SPRINGFIELD, Mo- Once the storm calmed, volunteers from across the country flocked to southwest Missouri to help those who lost everything. Strangers became friends while putting the pieces to the community back together. 

For the next three years, more than 180,000 volunteers spent over one point five million hours on the ground helping clean up from the deadly storm. One million, five hundred and forty two thousand, three hundred and fifty three hours were spent lending a hand, that equals more than 176 years of service in Joplin.

Volunteers came from all walks of life both young and old and every day people including one man who put his love for music to the side to help out when his hometown needed it the most.

“The only thing you could hear after it happened were sirens and people screaming,” says volunteer Jared Harder.

That’s when Jared Harder’s home town looked more like a war zone instead of southwest Missouri. It’s been five years but he remembers the day his community changed forever.

“It was just piles of rubble. I mean, like I said, didn’t know what street you were on, didn’t recognize anything,” says Harder. 

Days later, “I did it everyday for about three months,” the aspiring musician went from picking a guitar to picking up the pieces to the town he calls home.

“I don’t think I thought about music at all during that three months and I was okay with that. It didn’t matter to me.
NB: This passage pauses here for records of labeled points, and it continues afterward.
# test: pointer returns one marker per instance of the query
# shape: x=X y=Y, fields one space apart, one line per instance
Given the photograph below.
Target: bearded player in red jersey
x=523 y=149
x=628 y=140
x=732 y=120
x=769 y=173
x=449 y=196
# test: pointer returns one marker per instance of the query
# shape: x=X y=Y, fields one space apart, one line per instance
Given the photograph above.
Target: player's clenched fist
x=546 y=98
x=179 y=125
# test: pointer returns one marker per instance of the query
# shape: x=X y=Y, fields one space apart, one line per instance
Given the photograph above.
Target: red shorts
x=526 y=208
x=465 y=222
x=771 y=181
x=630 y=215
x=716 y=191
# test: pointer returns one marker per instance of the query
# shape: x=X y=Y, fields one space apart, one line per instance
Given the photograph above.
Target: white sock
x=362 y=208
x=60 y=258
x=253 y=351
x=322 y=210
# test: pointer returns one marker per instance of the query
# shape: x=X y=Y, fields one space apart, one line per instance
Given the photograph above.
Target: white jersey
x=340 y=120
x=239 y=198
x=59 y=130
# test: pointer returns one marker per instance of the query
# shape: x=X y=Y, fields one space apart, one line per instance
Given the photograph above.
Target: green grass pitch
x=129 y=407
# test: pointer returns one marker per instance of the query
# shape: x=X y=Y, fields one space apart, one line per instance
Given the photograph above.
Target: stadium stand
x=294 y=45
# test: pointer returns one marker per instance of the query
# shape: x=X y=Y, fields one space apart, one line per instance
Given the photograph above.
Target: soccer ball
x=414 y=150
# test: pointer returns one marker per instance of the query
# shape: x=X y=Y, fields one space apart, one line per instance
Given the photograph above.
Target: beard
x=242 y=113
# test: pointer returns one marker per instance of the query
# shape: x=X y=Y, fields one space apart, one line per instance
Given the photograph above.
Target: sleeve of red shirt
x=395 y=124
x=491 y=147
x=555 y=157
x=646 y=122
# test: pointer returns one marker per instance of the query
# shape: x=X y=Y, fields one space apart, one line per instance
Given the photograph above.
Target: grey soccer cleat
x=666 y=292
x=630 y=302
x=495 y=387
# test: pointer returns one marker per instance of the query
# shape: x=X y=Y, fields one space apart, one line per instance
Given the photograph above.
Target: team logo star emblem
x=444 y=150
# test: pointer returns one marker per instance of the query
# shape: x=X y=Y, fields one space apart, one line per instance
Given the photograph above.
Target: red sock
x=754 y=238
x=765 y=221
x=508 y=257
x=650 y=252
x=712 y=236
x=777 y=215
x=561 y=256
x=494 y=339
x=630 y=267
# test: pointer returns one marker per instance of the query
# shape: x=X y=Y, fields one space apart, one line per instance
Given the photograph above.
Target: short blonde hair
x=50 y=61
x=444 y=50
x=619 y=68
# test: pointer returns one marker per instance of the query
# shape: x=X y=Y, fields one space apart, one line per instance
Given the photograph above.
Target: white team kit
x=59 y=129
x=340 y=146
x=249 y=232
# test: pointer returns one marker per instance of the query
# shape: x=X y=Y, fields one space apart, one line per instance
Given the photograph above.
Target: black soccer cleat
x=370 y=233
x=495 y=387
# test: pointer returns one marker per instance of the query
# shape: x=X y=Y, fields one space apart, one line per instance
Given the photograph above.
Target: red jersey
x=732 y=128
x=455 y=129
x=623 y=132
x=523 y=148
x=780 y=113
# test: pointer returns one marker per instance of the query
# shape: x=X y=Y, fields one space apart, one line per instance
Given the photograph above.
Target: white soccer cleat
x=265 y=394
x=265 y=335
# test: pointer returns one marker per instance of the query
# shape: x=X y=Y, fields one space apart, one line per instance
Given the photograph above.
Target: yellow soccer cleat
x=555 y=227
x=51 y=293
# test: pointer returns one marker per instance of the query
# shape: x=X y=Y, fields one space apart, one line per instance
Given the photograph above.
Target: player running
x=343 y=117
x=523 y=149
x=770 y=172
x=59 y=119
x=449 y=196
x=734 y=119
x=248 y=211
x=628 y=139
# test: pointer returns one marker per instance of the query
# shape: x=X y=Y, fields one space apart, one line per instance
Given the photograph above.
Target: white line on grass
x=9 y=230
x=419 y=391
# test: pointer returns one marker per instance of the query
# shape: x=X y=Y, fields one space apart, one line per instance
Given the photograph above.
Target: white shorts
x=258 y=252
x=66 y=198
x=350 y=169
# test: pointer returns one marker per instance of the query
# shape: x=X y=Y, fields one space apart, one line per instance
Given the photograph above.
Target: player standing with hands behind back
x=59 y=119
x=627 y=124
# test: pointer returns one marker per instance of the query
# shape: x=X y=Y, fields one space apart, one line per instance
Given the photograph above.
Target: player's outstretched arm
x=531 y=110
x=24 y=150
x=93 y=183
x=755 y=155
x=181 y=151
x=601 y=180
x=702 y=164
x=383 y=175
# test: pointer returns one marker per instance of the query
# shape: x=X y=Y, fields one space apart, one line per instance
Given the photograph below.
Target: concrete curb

There was one thing that did matter and it was about bringing our community back together.”

In the following weeks, months and even years after the EF-5 tornado, thousands of volunteers became Joplin locals instead of strangers.

“On Tuesday is when we started disaster relief so it was within 48 hours after the storm hit that we were out involved in doing stuff,”

When a disaster strikes, communities rely on organizations like Convoy of Hope to help out. But Jeff Nene says this one hit too close to home.

“You go down there to respond and all of a sudden, the stores that you shopped in, the restaurants that you went to, they are gone,” says Jeff Nene

Overall, Convoy of Hope built 13 homes, renovated 19, and had to remove 75 foundations from homes blown away.

“The city lost so many of their homes, so much of their infrastructure, so many businesses. Its like, where do you start?” says Nene.

Jared says, during the immediate clean up, having conversations is just as important as doing the heavy lifting.

“So many people look at disaster as get in, get out, do as much of it as you can, be effective but I think its more than that, I think its also about engaging and interacting with those people that have been through that,” says Harder.

Through Convoy Of Hope, almost four thousand volunteers  spent nearly twenty thousand hours on the grounds lending a hand.

“They donated so much in the way of food and supplies,” says Nene.

And gave away 1.9 million dollars worth of food and other necessities.

“We started to provide food and water for some of the first responders, fire fighters, police, things like that. That was our first step which was immediately followed by trying to provide those same materials for home owners.”

Five years ago, Cunningham Park sat in the pathway of the destructive tornado that took folks’ lives, wiped out their homes and businesses and destroyed part of Joplin. Today, they’ve built a memorial so that people will never forget what happened on May 22.

Jared says many people including himself have a hard time talking about that day.

“I just think, the things that were seen, you know, I think nothing prepares you for that. I remember being a changed person, it really did change my life,” says Harder.

One thing easily spoken is the appreciation for the volunteers who joined together.

“Literally, being the hands and feet of Jesus to these communities.”

Because on May 22, 2011, helping hands from around the world descended on southwest Missouri.

“I don’t think a community is ever the same. I think they achieve what we call a new normal,” says Nene.

And that day taught Jared lessons he will hold onto for the rest of his life.

“You learn a lot about priorities and what’s really important and what really matters and what doesn’t,” says Harder.